Pat McCrory’s Latino Affairs Stumble

'Outreach' or not, Republicans can't seem to avoid stepping on the immigration rake
Latin American Coalition
George

So here comes Gov. Pat, deep-sixing the state’s Office of Hispanic/Latino Affairs at a time when Republicans nationwide are trying to attract Latino voters (and generally tripping over their shoelaces). North Carolina’s Latino community has taken this as a hard slap in the face, given voter ID, the 287(g) program and other, more established slaps. “The message from Raleigh is that Latinos in North Carolina don’t matter,” said Jess George, executive director of the Latin American Coalition in Charlotte.

All true, and it’s easy enough to mock the tone-deaf Don Youngs and Rand Pauls of the world and get pissed off afresh at Pat McCrory. But there’s a deeper injustice at work here: that the GOP’s continued asininity on immigration matters allows the Obama Administration to get by politically with treating the growing Latino population like “their ugly stepchild.” (That’s the phrase an LAC staffer used when I talked with her back during DNC days.) There’s no reason for the Democrats not to. So we get record deportations, the quarter-assed immigration reform substitute Deferred Action, and a Latino community in the Carolinas, as in the nation, that would love a better alternative but has none.

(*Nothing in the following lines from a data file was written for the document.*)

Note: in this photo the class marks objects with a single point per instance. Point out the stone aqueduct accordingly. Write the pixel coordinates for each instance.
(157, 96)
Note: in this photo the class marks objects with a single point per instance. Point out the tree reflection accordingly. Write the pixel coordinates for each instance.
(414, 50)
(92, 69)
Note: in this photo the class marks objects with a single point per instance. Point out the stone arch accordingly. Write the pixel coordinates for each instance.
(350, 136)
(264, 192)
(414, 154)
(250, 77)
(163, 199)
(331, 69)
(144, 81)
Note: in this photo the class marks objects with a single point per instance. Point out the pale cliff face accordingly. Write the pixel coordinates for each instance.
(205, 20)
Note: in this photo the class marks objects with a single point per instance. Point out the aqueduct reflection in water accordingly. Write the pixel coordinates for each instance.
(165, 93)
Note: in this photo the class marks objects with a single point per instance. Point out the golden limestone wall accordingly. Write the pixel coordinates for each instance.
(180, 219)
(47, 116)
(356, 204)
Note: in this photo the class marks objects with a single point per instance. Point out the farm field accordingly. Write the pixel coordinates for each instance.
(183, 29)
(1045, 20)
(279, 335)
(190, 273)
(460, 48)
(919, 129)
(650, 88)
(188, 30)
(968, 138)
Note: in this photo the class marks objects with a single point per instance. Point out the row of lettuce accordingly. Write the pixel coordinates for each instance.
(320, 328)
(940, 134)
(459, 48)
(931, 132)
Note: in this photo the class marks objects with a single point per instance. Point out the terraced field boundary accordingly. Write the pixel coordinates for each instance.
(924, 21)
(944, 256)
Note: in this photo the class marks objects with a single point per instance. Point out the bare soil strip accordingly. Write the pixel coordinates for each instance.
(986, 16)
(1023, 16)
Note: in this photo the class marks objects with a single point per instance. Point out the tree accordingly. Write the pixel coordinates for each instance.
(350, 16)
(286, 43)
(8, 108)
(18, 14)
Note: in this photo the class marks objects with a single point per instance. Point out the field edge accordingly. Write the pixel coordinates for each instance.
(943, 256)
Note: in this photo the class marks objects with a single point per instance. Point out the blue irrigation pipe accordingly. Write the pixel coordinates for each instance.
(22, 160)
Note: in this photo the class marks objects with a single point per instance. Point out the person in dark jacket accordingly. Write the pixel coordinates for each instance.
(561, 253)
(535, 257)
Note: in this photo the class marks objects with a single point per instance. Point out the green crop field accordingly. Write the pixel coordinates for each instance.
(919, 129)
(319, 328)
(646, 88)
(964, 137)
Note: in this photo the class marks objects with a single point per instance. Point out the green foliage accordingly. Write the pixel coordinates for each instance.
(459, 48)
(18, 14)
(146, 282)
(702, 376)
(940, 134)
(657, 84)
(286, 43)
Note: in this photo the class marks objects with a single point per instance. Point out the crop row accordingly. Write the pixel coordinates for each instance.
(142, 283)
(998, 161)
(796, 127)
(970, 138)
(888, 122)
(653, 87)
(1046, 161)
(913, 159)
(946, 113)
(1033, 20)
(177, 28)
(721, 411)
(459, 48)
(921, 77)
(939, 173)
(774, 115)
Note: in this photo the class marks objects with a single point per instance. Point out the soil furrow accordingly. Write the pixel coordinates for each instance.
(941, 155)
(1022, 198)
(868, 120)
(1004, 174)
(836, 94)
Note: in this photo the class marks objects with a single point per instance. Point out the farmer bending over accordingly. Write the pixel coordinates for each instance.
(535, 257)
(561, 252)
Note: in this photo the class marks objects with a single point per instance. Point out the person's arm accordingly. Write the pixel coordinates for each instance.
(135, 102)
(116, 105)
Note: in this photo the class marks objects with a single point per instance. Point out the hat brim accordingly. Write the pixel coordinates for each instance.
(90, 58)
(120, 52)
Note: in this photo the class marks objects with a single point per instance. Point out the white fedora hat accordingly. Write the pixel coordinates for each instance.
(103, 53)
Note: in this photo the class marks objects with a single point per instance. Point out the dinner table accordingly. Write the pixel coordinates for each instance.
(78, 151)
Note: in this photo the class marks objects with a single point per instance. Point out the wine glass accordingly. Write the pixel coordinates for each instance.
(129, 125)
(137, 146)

The Washington Post‘s Eugene Robinson briefly touched on this Friday during an interview on MSNBC’s The Rachel Maddow Show:

Maddow: I think the thing that’s maybe most important about it is, this is their highest priority. Are they making such fools of themselves that the Democratic Party is in danger of just sitting back and popping popcorn and watching them do this, and the Democratic Party may not feel like it has to work to continue to court the Latino vote …

Robinson: Absolutely, Rachel. And given the politics of the matter right now, why would Democrats do anything but sit back and pop popcorn? Because Republicans are doing such a good job of setting themselves back as opposed to forward in their relations with Latino voters. But you raise an important point. It takes the onus off of Democrats to demonstrate, to be what they claim to be.

If the GOP could find it in themselves to actually respect Latinos as people, as a culture, instead of merely a demographic, they could do some serious damage to the Democrats nationally and plunge another stake into the heart of the reeling North Carolina Democrats (the Latino population in the state more than doubled during the 2000s). Sure, it’d hack off the TPers, but they’d get over it and vote Republican at the polls, just as they always do.

And just maybe, it’d lead to genuine immigration reform. Instead, on one of the most urgent issues facing our state and nation, we get Deferred Action, in every sense of the term.